Brooks Barnes, in his monthly “Scene Stealers” column for the New York Times Style section this weekend, noted that Tarek and Christina El Moussa, the couple in one of its hit shows, Flip or Flop, were featured on the cover of In Touch Weekly at least 14 times, with more than 90 articles on them.
“Puzzled, I asked a few Hollywood publicists if they could explain why the celebrity news media cared so much about the El Moussas. The head of publicity for one big studio responded, ‘Is that a fragrance?’” Barnes wrote.

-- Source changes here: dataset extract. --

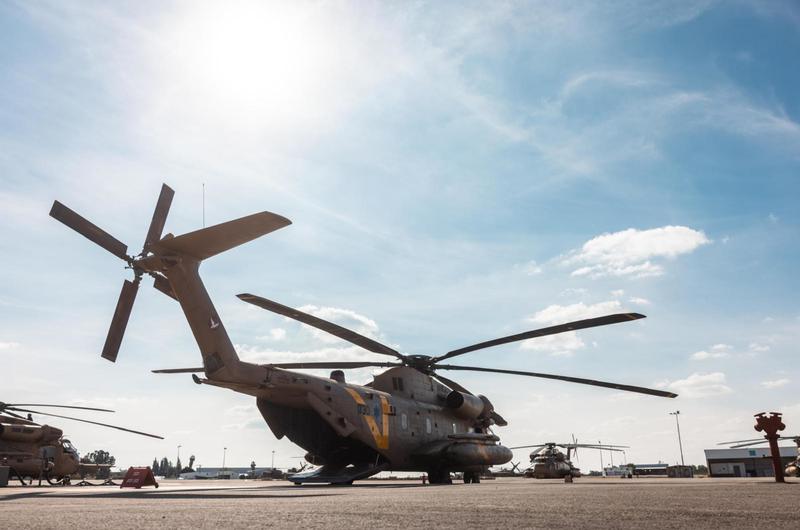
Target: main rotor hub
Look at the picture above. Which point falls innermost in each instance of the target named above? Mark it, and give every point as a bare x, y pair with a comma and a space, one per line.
420, 362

Barnes sees the El Moussas as “fascinating — not as newsmakers, but as a window into the evolving celebrity news business.” A former US Weekly and Hollywood Reporter editor tells him the evolution is due to “the effects of a culturally divided America.”
Barnes explains President Donald Trump is divisive; tabloid magazines catch heat for putting him or his relations on their covers. The Kardashians’ ratings “have plummeted,” and “most movie stars have little tabloid tread left on them,” he adds, noting that Jennifer Aniston is still not pregnant. Plus, there’s the hunger for clicks in our age of digital news: “If there is no news, just glom onto something tiny. In Touch recently did an entire article about a basic Instagram post by Mr. El Moussa. (See it here!’),” Barnes wrote.
Over on The Ringer, Amanda Dobbins wrote late last year, in a piece titled “The End of Celebrity As We Know It,” that more than three million people regularly watch Flip or Flop, “which is more than the number of people who saw Will Smith’s most recent movie or bought Lady Gaga’s album.” She interviewed Lindsey Weber of the podcast Who Weekly, which regular discusses HGTV stars: “Anyone can do anything on the internet now. So now we have all these people that just exist because we have a democratic platform where anyone can do something that makes them notable,” Weber told her. Dobbins concluded, “If you are looking for a career change right now, you could do worse than midlevel celebrity; the market has never been more open.”